We also added pool metrics to their Grafana dashboard: active connections, idle connections, waiting count, and wait time P95. It was one of those things where the team said "we should have had this from the start" — which is what everyone says, and almost nobody does proactively.

Note

If you're using node-postgres, pool.totalCount, pool.idleCount, and pool.waitingCount are right there. Exposing them to Prometheus takes about ten lines of code. Do it before you need it.

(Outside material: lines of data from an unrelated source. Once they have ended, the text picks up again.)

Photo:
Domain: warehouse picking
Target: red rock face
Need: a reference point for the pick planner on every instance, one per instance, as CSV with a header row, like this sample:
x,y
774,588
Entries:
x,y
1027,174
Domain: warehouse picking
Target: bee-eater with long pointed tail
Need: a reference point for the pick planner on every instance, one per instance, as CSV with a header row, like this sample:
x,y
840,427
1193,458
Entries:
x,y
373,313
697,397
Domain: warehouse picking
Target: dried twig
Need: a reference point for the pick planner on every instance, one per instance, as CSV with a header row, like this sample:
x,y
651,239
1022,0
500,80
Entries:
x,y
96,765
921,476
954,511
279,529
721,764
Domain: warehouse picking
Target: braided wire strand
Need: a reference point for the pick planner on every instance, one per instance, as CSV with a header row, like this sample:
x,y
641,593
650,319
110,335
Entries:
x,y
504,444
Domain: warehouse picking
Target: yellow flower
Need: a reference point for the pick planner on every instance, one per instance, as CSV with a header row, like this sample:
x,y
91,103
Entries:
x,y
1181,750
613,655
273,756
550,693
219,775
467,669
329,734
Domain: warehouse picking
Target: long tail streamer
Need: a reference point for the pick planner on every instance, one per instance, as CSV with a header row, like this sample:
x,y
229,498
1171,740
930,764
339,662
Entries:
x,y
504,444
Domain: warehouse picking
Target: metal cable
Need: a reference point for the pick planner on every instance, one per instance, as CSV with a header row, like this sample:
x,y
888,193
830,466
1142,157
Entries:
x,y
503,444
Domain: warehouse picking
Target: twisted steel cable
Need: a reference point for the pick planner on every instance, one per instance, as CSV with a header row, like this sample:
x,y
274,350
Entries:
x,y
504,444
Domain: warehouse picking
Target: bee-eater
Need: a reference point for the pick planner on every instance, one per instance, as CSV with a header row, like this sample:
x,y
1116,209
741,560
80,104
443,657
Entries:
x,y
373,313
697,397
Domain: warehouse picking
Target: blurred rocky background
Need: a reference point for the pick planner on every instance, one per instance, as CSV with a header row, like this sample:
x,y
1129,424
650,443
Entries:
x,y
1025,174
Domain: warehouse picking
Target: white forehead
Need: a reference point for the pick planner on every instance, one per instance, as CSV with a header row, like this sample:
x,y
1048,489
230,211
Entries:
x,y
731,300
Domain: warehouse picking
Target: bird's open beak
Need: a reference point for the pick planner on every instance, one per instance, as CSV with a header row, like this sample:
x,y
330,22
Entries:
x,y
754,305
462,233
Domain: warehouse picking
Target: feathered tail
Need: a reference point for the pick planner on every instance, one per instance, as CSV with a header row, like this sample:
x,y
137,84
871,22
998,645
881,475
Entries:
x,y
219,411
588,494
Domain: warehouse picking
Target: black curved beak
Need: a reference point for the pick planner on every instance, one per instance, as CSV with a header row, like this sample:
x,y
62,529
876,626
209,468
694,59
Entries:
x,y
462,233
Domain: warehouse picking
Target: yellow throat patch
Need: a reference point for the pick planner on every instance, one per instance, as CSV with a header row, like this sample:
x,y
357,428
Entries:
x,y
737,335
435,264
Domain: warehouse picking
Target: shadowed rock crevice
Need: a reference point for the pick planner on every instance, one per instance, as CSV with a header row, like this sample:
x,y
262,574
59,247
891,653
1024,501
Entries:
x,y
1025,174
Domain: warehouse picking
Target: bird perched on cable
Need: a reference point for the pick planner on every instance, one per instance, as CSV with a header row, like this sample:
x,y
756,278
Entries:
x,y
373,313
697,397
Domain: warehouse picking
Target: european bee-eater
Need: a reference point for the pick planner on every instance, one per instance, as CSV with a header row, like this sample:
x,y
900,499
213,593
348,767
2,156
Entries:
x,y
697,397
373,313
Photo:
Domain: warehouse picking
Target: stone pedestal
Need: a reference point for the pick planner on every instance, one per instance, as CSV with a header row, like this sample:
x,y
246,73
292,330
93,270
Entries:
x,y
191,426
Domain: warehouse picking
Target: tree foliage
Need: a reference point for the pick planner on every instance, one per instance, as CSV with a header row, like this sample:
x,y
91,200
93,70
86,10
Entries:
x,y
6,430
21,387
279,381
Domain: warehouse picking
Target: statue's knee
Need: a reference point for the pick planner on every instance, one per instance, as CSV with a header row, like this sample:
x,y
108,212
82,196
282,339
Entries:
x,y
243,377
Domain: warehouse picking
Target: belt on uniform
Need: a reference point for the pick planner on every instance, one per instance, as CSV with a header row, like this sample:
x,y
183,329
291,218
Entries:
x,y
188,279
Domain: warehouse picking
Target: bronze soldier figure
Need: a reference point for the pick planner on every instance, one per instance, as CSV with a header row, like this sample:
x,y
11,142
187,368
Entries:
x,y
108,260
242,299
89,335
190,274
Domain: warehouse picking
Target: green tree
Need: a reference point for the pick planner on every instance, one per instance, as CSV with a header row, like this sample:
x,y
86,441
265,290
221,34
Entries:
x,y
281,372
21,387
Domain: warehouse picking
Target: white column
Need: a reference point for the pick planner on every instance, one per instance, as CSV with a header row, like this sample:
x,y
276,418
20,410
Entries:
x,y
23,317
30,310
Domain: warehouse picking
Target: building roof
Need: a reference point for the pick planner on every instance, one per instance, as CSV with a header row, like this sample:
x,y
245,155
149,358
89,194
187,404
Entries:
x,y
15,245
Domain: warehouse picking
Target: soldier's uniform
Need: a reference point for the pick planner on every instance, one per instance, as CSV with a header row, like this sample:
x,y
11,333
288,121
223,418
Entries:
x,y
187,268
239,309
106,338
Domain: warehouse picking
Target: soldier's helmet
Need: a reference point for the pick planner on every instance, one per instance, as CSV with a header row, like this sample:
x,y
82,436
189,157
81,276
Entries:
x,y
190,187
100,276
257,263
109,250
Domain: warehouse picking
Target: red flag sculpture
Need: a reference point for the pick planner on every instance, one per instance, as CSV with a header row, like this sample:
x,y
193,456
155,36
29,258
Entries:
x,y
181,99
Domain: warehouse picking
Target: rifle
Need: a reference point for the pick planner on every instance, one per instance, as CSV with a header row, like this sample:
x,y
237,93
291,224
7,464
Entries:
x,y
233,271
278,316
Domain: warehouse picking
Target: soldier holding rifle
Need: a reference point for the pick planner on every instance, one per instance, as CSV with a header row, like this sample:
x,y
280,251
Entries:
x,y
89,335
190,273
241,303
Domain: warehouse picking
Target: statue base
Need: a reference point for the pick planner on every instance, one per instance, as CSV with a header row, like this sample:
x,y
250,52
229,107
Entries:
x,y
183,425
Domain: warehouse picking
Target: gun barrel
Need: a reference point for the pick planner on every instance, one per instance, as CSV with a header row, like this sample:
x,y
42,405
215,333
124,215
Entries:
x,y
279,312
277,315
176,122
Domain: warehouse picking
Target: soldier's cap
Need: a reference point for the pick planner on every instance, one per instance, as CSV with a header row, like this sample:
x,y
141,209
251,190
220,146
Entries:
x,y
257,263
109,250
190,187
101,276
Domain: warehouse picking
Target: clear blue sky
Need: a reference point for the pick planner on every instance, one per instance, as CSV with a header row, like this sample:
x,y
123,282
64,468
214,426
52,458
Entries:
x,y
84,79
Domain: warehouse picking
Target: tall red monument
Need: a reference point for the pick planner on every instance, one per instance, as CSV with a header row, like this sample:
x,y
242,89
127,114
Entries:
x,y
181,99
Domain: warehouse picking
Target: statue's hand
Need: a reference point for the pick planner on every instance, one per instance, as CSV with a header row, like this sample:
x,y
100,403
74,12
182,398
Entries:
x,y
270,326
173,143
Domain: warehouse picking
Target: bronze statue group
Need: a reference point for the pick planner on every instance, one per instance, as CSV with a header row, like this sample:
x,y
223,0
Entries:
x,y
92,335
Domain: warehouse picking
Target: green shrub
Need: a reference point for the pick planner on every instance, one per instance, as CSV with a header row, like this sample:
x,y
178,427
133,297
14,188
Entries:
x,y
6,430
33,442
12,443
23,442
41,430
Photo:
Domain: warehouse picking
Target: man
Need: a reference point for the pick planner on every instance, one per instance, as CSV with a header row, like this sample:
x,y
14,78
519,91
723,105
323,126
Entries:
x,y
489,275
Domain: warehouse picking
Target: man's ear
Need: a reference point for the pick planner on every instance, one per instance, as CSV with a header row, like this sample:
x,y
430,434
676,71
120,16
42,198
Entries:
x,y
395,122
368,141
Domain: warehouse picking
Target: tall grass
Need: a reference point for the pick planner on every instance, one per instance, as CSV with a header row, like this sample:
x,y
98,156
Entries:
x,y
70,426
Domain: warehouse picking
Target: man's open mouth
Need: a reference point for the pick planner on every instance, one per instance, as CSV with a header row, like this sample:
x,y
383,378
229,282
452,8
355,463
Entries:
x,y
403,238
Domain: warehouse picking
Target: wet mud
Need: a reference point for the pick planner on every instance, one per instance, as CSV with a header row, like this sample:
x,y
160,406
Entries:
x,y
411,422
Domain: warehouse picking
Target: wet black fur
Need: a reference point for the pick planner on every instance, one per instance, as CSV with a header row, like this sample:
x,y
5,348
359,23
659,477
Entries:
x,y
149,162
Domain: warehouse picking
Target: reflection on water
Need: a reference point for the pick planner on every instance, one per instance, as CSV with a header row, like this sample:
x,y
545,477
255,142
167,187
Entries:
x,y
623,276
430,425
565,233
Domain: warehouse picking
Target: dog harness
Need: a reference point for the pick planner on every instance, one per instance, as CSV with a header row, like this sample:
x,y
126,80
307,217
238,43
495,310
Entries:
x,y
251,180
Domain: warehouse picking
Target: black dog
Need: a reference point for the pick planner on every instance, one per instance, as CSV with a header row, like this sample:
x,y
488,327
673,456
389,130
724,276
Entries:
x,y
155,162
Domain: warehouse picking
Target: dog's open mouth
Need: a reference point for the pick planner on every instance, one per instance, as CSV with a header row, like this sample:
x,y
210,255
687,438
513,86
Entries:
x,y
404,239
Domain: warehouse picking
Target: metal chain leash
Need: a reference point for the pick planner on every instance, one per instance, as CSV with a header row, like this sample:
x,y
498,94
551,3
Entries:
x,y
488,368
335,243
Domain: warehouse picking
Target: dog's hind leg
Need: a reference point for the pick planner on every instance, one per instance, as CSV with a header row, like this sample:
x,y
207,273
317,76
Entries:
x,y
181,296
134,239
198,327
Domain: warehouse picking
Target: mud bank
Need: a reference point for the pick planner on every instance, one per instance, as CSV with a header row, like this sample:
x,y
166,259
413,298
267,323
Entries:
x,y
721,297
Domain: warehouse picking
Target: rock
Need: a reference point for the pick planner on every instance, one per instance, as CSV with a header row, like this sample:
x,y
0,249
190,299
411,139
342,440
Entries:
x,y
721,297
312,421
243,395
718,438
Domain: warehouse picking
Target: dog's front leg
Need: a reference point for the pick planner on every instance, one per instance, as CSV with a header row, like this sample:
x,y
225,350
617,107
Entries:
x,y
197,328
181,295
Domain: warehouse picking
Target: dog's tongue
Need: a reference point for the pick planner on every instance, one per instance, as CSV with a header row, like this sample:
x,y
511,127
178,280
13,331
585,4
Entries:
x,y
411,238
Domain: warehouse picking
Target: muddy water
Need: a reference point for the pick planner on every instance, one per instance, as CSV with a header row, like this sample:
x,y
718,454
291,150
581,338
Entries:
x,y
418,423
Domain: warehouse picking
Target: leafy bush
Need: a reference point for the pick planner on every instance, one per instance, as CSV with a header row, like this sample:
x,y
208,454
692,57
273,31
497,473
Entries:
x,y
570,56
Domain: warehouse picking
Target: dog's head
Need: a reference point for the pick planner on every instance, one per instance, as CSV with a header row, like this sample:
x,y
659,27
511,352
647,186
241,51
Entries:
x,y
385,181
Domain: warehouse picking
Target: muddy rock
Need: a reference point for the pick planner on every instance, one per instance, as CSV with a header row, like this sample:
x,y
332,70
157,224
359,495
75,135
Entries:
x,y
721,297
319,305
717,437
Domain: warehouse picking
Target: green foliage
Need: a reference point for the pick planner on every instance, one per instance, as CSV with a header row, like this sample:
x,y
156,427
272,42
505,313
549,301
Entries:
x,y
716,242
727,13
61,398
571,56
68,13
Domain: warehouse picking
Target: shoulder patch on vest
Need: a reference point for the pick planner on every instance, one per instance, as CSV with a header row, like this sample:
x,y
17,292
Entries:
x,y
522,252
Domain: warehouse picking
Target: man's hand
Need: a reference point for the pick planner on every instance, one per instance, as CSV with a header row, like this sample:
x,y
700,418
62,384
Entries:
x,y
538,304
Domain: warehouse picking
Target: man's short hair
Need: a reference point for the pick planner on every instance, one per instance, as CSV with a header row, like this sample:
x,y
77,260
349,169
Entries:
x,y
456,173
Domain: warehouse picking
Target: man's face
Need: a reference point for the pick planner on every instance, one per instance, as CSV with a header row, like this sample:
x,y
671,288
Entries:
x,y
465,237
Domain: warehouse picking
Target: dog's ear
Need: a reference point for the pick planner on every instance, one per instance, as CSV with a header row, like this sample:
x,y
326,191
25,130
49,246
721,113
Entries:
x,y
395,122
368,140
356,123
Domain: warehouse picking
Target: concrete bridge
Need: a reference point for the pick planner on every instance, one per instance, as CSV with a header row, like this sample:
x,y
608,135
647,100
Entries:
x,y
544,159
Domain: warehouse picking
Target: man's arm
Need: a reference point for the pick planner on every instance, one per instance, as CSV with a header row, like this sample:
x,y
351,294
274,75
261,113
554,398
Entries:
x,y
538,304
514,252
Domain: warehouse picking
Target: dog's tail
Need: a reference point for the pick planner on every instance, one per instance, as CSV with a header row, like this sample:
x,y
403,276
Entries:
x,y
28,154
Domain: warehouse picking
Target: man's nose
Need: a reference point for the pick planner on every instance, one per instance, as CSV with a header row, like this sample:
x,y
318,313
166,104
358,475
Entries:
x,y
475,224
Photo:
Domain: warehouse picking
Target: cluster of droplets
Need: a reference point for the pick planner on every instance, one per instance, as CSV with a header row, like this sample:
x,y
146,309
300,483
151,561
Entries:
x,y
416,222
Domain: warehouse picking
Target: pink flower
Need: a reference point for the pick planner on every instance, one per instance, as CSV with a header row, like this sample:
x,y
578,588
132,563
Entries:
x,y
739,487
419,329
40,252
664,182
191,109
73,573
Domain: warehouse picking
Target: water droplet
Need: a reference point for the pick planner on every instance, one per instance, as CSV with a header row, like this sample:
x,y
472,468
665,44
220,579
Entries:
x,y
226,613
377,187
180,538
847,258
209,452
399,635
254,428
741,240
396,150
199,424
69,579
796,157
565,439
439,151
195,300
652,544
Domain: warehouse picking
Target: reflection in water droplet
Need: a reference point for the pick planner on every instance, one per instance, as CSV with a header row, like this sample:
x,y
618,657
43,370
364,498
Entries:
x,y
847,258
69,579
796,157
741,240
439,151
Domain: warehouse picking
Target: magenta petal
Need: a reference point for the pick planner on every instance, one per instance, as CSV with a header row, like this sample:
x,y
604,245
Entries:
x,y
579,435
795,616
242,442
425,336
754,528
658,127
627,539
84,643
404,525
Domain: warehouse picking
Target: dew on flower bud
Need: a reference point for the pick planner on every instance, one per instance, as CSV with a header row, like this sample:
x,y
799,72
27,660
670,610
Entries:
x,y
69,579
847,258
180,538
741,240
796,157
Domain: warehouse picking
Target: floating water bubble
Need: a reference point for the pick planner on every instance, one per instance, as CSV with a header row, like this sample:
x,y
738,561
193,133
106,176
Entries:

Shared pools, shared problems

Connection pools are shared resources, and shared resources have the same fundamental problem everywhere: one bad tenant can ruin it for everyone. A pool doesn't know the difference between a 5ms lookup and a 45-second aggregation. It just hands out connections and waits for them to come back.

The pattern I keep seeing is teams that size their pool for average load and average query duration. That works until something non-average shows up. A migration. A new report. A background job that someone added six months ago and nobody remembers. The pool doesn't care about intent — it just runs out.

If your application mixes fast and slow queries through the same pool, it's not a question of whether you'll hit contention. It's when. And it'll probably happen at the worst possible time, because slow queries hurt most when traffic is high and connections are already scarce.

What's quietly holding connections in your system right now?